Matt Cardle - Letters

So, last year's X-Factor winner finally releases his debut album hot on the heels of his cryingly disappointingly single Run For Your Life. Cardle - whose cover of Biffly Clyro's Many of Horrors was the second biggest selling single in the UK in 2010 - has made a record that sounds completely unlike anything that an ex-X Factor contestant has tried before, but that isn't necessarily a good thing.

Despite the quality of songwriting talent on this album - Starsailor's James Walsh, Eg White, Gary Barlow and David Sneddon (!) - Letters is a surprisingly disappointing and one-paced record.

Everything contained here - with the possible exception of opening track Starlight - is dreadful, turgid, plodding guitar pop. Sounding like the tracks on the cutting room floor of a 2003 era Embrace, Snow Patrol or Coldplay record, Letters attempts to deliver heartfelt, anthemic choruses but instead gradually descends into almost a pastiche of post-Britpop.
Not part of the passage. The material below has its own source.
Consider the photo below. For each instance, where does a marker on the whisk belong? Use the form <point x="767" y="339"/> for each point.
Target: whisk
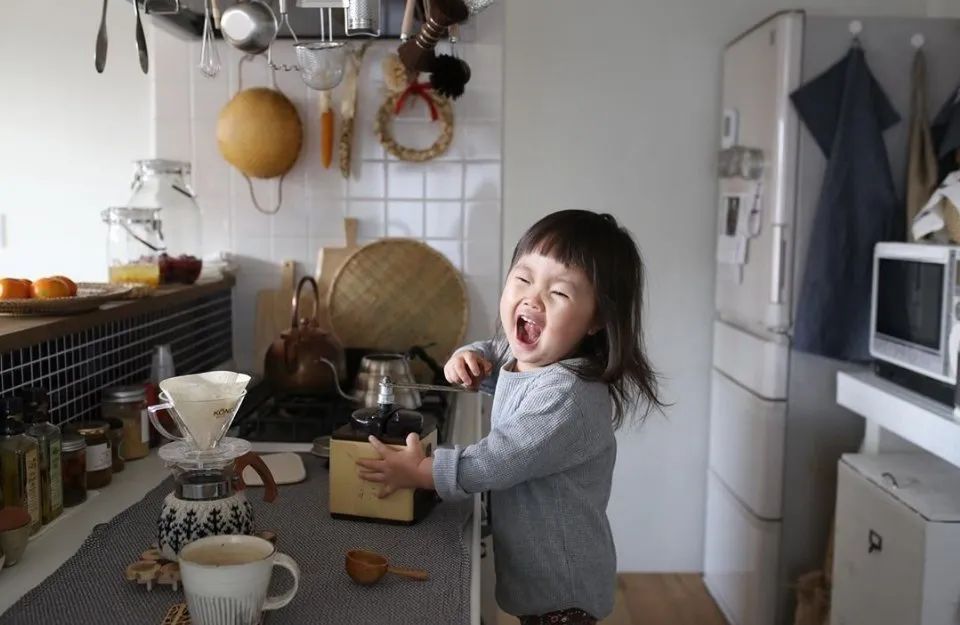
<point x="209" y="56"/>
It's very earnest and while Cardle has a decent voice and may want to be taken seriously as an artist, it is at the very chart friendly end of the guitar pop spectrum. I can certainly see what he is trying to do here, but all that he's managed to do is create an emotional record that's entirely devoid of any emotion whatsoever.

There are probably some half decent songs hidden here but the slick production and desire to recreate Chasing Cars mean that Letters is forty five minutes of very, very average pop music.